There are several plug-ins or apps for websites built on WordPress or Shopify that speed up your site quickly. These plug-ins either leverage lazy loading for images or browser caching. Typically, these are quick to install and can achieve solid speed improvements. However, when adding anything to your site, you run the risk of incompatibility and potentially creating technical issues.

Compress Images So They Speed Up Your Page Loading Time

Images are a huge load time for users. Especially considering many users visit sites from their phones. There are several plug-ins that can help you compress images. However, be mindful of image size when uploading images. High-resolution images are great, but not if they’re causing your users to grow impatient and leave your site.
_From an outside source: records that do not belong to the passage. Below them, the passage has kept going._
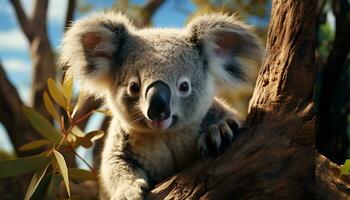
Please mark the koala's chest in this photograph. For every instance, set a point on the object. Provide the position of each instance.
(164, 155)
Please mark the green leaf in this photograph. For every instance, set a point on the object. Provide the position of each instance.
(38, 175)
(50, 107)
(56, 93)
(94, 135)
(22, 165)
(67, 89)
(34, 144)
(63, 169)
(83, 141)
(42, 125)
(345, 169)
(53, 186)
(81, 175)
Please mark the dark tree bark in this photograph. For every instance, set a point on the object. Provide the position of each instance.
(333, 109)
(273, 157)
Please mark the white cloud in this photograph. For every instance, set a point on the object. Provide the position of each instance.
(57, 11)
(13, 39)
(16, 65)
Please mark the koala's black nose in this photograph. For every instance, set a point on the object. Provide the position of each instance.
(158, 96)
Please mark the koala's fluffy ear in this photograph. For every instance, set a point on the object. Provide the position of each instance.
(90, 46)
(227, 44)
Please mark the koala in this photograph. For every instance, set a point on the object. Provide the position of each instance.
(160, 85)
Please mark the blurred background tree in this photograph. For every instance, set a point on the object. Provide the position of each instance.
(332, 91)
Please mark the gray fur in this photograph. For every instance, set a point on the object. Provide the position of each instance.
(105, 52)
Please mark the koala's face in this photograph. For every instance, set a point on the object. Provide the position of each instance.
(162, 82)
(158, 79)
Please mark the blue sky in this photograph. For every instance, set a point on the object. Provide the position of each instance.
(14, 48)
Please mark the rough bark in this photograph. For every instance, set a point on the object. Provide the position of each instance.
(329, 182)
(34, 27)
(274, 156)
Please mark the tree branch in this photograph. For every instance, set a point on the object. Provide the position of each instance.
(70, 13)
(330, 184)
(24, 23)
(40, 16)
(281, 117)
(330, 104)
(11, 116)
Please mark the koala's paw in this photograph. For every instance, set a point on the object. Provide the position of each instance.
(136, 191)
(218, 137)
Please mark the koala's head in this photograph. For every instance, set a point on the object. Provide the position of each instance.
(159, 79)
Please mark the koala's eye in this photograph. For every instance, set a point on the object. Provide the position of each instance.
(184, 86)
(134, 88)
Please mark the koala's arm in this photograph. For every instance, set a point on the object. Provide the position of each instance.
(217, 129)
(121, 176)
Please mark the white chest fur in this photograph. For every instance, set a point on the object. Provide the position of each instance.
(164, 154)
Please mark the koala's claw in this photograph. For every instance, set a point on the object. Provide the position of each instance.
(218, 137)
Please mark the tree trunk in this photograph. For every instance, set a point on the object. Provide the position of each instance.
(274, 156)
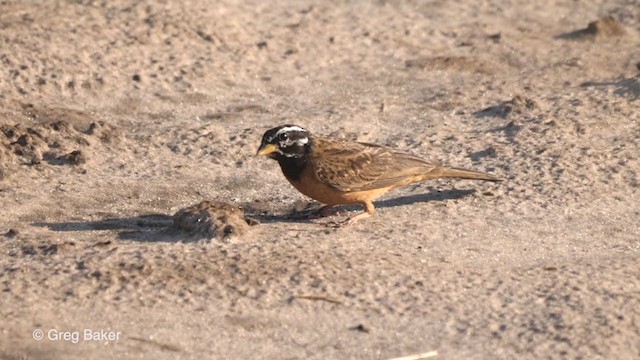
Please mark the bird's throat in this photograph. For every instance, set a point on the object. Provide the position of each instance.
(292, 168)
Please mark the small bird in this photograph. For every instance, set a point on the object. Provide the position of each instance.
(340, 172)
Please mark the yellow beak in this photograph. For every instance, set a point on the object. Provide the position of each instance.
(267, 149)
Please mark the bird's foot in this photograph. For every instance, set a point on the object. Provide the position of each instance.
(349, 221)
(324, 211)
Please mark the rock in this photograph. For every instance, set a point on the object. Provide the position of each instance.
(213, 220)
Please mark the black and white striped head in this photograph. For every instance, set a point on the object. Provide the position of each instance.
(285, 141)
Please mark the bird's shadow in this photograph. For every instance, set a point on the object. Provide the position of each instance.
(160, 227)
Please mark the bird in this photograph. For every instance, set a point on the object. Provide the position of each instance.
(335, 171)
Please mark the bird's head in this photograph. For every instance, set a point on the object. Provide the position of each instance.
(285, 141)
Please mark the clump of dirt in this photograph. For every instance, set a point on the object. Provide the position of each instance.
(452, 63)
(213, 220)
(56, 136)
(517, 105)
(607, 27)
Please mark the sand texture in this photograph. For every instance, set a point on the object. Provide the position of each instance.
(125, 127)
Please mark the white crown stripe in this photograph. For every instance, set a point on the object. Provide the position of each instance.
(290, 128)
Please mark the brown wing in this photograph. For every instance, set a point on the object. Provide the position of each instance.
(352, 166)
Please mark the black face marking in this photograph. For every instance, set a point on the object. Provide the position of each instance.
(292, 143)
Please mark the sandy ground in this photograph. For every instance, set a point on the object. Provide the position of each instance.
(116, 114)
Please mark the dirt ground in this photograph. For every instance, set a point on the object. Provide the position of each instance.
(114, 115)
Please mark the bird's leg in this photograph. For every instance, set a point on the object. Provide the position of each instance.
(369, 210)
(324, 211)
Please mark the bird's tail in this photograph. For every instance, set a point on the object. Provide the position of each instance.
(445, 172)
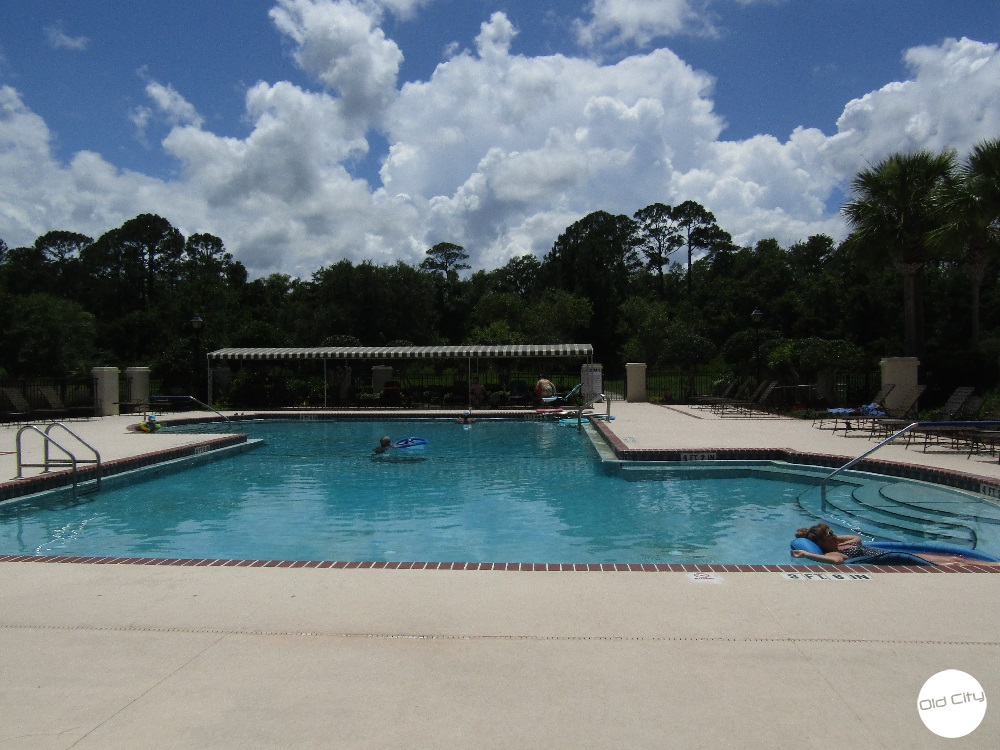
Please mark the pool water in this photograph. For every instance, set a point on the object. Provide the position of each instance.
(493, 491)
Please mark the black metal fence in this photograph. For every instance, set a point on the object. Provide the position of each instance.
(27, 399)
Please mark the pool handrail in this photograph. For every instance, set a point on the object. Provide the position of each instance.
(191, 398)
(912, 426)
(48, 462)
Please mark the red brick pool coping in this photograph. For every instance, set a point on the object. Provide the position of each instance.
(509, 567)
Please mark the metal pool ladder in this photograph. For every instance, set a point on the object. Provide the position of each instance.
(914, 425)
(49, 462)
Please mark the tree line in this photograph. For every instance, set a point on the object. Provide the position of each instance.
(917, 276)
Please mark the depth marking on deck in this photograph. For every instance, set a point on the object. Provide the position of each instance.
(705, 577)
(828, 576)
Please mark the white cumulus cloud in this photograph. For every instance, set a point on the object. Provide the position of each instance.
(496, 151)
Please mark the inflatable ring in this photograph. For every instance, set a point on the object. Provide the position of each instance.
(410, 443)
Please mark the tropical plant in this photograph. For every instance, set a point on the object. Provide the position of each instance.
(970, 205)
(892, 214)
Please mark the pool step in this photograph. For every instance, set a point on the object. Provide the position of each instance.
(863, 507)
(939, 502)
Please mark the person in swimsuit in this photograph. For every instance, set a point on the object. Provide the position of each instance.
(841, 549)
(837, 549)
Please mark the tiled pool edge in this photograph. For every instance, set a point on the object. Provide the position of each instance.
(15, 488)
(56, 480)
(845, 570)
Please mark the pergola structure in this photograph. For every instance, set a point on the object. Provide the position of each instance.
(369, 353)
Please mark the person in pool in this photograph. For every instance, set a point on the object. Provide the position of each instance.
(841, 549)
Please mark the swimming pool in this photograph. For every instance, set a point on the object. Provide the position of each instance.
(494, 491)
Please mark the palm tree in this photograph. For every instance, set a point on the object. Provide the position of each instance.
(892, 213)
(970, 206)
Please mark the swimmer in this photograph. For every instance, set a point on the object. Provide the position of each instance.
(841, 549)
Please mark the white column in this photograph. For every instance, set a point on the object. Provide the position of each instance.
(635, 382)
(106, 391)
(902, 372)
(138, 392)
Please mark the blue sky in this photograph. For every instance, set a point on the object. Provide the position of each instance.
(270, 122)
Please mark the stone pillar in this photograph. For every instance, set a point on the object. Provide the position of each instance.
(592, 382)
(105, 391)
(380, 374)
(635, 382)
(902, 372)
(138, 388)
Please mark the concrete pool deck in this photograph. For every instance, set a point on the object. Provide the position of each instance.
(202, 656)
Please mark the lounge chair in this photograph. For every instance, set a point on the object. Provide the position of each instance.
(564, 399)
(846, 415)
(741, 395)
(756, 404)
(947, 413)
(899, 416)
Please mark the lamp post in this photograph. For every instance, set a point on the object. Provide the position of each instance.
(196, 325)
(756, 317)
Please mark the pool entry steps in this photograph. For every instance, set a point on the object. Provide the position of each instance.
(71, 459)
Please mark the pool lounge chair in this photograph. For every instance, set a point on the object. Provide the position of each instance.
(754, 405)
(960, 406)
(564, 399)
(742, 395)
(904, 413)
(846, 416)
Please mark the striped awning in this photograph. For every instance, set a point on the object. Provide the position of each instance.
(407, 352)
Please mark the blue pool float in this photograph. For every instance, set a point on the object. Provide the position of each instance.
(410, 443)
(899, 553)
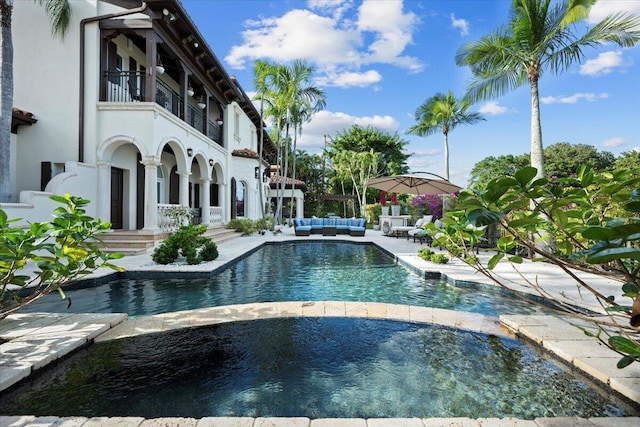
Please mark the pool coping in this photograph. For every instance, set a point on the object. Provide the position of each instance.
(568, 345)
(40, 338)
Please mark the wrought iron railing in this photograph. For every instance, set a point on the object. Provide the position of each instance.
(195, 118)
(129, 86)
(124, 86)
(168, 98)
(215, 132)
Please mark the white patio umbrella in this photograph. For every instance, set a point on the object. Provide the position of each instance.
(414, 184)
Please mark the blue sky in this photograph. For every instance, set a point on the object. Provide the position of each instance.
(378, 60)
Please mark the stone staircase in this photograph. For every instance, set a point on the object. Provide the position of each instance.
(137, 242)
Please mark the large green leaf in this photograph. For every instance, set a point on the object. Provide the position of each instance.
(525, 175)
(598, 233)
(624, 345)
(494, 261)
(482, 217)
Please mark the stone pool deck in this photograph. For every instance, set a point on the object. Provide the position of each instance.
(35, 340)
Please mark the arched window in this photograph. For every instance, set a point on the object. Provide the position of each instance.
(160, 184)
(240, 198)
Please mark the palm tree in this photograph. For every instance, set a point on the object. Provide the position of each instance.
(59, 12)
(540, 36)
(296, 99)
(261, 73)
(443, 113)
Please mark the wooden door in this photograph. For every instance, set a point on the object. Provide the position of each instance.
(117, 198)
(140, 195)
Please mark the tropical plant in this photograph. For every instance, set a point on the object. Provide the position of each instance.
(291, 101)
(427, 204)
(359, 139)
(357, 169)
(593, 220)
(54, 253)
(443, 113)
(260, 76)
(561, 160)
(59, 12)
(541, 36)
(187, 242)
(243, 225)
(374, 210)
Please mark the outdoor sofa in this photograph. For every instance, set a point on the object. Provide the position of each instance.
(330, 226)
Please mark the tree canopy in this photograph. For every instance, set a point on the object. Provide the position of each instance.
(562, 160)
(541, 36)
(443, 113)
(360, 139)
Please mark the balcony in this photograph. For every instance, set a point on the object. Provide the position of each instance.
(129, 86)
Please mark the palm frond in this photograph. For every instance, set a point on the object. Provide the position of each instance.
(59, 13)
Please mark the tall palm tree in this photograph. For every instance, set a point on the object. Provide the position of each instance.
(443, 113)
(59, 12)
(296, 99)
(540, 36)
(261, 74)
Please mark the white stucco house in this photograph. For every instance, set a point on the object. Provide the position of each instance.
(133, 111)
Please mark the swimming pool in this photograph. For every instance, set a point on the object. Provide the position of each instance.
(307, 271)
(312, 367)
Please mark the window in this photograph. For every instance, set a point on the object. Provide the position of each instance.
(160, 185)
(236, 124)
(240, 196)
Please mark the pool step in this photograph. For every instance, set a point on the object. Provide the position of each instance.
(137, 242)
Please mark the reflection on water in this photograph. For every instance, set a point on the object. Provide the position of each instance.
(312, 367)
(311, 271)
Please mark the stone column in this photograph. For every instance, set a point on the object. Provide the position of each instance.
(103, 203)
(151, 164)
(184, 188)
(206, 201)
(299, 207)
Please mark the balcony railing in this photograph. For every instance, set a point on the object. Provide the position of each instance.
(129, 86)
(168, 223)
(168, 98)
(124, 86)
(215, 132)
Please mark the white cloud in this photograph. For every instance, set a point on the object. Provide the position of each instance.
(604, 8)
(294, 35)
(461, 24)
(334, 37)
(350, 79)
(425, 153)
(572, 99)
(603, 64)
(492, 107)
(336, 8)
(614, 142)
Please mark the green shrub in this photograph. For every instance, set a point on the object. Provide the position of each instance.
(425, 253)
(165, 253)
(62, 250)
(186, 242)
(209, 251)
(472, 259)
(428, 255)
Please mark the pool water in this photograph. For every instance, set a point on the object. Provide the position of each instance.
(309, 271)
(312, 367)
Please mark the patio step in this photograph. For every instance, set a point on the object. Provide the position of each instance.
(137, 242)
Use Content To Improve Your On-page SEO

Content is another element that’s its own beast and might exist outside of true on-site work. However, like page speed, there are a few elements that you can tweak to meet best practices and give your site the best chance of success, such as adding an author.

What Is Google E-A-T

Google has added a focus to Expertise, Authority, and Trust (E-A-T). Part of this involves having experts author your content. This is especially necessary if your site is in the money or living spaces like health care or loans. These industries require a high standard for content. Having an expert write or review the content and add their name to each article is a great start. Putting a name on an article isn’t going to make it rank. However, it’s a great start to show your site is factoring in E-A-T and your content is the most authoritative on the subject.

What To Do Next

On-page SEO is a powerful component of SEO. It’s also relatively easy to evaluate and implement. As new content is added to your site, consider all aspects of on-page SEO and determine if each page is optimized fully.

If you have existing content on your site, go through page by page and see where you can tighten up on-page work.

Double-check those title tags and H1s, especially if you see a page with keywords at the bottom of page 1. Only a few tweaks can push that page to the top spot and get you more visitors.